To set the number of temporary tables:

  1. Select select PeopleTools, then select Utilities, then select Administration, then select PeopleTools Options.

  2. Set the Temp Table Instances (Total) and Temp Table Instances (Online) fields to the desired settings.

    Note: Temp Table Instances (Total) should always be set to the same values as Temp Table Instances (Online), unless you have been instructed otherwise in the application documentation.

  3. Scroll to the bottom of the page and select the Save icon to save the newly edited PeopleTools options.

    Note: The total number of instance generated consists of the allocations specified on the PeopleTools Options panel plus the allocations specified on each individual Application Engine program. (To modify these allocations, open an Application Engine program in Application Designer, open the Properties dialog box for the object, and click the Temporary Tables tab.)

  4. Recreate all temp tables in your database.
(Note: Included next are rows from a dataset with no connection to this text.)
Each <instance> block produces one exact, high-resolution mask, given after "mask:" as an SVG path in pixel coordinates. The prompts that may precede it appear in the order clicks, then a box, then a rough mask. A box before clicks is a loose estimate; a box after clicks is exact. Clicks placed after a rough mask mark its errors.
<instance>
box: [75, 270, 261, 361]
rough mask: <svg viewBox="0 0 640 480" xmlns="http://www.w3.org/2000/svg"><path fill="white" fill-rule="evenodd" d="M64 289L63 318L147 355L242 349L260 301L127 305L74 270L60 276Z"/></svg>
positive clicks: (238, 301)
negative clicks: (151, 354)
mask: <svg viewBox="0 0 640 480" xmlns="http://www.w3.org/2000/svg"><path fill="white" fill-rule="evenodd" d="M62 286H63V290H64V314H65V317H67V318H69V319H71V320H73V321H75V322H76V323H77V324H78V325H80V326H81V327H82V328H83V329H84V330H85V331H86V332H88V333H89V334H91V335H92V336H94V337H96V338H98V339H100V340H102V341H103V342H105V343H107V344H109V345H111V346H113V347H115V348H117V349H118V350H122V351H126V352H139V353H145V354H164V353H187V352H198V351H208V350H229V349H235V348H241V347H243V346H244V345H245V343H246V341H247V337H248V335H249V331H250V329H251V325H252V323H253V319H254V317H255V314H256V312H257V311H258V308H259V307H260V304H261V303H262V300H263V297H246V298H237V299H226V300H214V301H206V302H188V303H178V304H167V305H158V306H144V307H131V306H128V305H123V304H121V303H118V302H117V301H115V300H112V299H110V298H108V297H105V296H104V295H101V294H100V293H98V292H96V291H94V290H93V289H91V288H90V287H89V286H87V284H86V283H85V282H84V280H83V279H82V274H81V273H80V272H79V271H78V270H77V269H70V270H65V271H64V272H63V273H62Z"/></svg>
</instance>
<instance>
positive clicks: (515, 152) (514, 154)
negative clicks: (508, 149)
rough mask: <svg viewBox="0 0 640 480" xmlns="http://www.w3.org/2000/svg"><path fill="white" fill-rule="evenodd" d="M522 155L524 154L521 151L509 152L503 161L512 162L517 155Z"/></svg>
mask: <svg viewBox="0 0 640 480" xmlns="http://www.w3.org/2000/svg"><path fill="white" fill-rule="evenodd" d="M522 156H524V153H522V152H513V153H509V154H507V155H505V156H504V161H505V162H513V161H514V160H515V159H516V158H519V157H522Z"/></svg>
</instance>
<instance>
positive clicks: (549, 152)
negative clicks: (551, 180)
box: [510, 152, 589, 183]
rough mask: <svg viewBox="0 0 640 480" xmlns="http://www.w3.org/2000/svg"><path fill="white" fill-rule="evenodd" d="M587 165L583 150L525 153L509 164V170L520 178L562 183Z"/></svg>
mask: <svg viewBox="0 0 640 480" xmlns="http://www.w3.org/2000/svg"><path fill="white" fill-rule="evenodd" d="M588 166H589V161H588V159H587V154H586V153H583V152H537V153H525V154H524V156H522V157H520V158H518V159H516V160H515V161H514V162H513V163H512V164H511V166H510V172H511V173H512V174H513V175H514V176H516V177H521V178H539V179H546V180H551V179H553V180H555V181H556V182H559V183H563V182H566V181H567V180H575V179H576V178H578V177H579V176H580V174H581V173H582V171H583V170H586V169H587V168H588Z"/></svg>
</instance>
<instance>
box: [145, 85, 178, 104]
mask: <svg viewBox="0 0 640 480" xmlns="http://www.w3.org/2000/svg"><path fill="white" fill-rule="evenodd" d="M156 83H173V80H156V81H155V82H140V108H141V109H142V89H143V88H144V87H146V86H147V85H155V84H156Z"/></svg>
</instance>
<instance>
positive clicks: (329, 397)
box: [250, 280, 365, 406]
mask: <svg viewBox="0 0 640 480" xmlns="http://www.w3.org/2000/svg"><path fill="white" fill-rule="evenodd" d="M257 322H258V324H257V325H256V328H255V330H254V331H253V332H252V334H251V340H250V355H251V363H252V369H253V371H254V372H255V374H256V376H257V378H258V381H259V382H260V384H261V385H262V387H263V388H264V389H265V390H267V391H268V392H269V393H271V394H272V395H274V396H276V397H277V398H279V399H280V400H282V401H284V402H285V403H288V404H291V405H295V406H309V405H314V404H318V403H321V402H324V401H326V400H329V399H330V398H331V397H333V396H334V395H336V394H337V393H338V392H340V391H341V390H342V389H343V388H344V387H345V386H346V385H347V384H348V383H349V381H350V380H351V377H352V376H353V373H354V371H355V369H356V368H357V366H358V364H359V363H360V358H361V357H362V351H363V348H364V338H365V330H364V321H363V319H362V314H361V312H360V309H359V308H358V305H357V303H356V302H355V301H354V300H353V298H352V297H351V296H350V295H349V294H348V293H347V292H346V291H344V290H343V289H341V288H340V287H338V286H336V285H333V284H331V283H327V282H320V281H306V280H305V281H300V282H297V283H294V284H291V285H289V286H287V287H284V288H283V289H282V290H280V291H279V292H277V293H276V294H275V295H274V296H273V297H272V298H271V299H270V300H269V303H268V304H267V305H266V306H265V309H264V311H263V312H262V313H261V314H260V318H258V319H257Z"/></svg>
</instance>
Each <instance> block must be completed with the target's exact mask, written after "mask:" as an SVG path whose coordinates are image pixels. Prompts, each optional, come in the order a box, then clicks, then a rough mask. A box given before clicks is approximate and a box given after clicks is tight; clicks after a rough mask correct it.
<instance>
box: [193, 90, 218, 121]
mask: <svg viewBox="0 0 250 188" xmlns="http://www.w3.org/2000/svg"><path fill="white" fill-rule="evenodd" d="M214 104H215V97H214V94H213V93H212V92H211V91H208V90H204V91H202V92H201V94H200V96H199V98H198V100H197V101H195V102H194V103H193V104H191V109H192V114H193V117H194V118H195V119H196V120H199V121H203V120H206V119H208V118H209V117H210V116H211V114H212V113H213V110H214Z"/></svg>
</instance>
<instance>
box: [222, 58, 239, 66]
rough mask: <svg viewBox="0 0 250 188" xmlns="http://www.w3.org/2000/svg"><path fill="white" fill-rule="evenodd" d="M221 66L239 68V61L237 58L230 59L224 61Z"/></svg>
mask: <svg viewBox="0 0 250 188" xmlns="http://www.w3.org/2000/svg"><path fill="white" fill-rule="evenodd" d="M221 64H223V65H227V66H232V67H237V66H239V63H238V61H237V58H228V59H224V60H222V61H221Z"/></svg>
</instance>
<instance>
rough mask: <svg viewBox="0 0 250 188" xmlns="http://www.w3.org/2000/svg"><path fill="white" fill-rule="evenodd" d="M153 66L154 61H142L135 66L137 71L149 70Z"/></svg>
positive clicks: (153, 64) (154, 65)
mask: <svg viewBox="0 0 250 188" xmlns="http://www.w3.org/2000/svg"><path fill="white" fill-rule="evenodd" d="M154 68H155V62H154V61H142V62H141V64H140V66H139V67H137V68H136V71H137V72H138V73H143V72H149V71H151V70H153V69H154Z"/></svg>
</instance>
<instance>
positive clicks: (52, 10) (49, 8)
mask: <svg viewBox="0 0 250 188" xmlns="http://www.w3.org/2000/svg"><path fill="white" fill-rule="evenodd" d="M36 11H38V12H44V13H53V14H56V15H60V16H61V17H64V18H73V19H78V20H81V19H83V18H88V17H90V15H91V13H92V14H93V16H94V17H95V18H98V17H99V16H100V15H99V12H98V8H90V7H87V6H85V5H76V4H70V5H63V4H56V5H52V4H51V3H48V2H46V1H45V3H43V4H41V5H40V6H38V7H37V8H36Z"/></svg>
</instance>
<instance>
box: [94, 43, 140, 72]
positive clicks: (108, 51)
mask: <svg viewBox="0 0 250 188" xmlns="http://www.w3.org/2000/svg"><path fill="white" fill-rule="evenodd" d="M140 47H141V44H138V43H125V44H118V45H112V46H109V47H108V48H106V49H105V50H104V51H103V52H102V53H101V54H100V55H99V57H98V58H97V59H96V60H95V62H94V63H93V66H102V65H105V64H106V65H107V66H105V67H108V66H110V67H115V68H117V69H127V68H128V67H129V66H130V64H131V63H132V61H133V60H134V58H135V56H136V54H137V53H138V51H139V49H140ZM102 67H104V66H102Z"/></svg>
    See PeopleTools 8.53 Installation for DB2 for z/OS: “Creating a Database”.

    Warning! If you change the number of online temporary table instances as described above, it is critical that you recreate all temporary tables in your database, particularly if you are increasing the number of instances. The parameter above is global to all temporary tables and is used by all on-line processes to determine the number of temporary table instances that should be available to a given process. If you don't recreate all temporary tables, a process may try to use an instance that has not been created on the database, and will subsequently fail.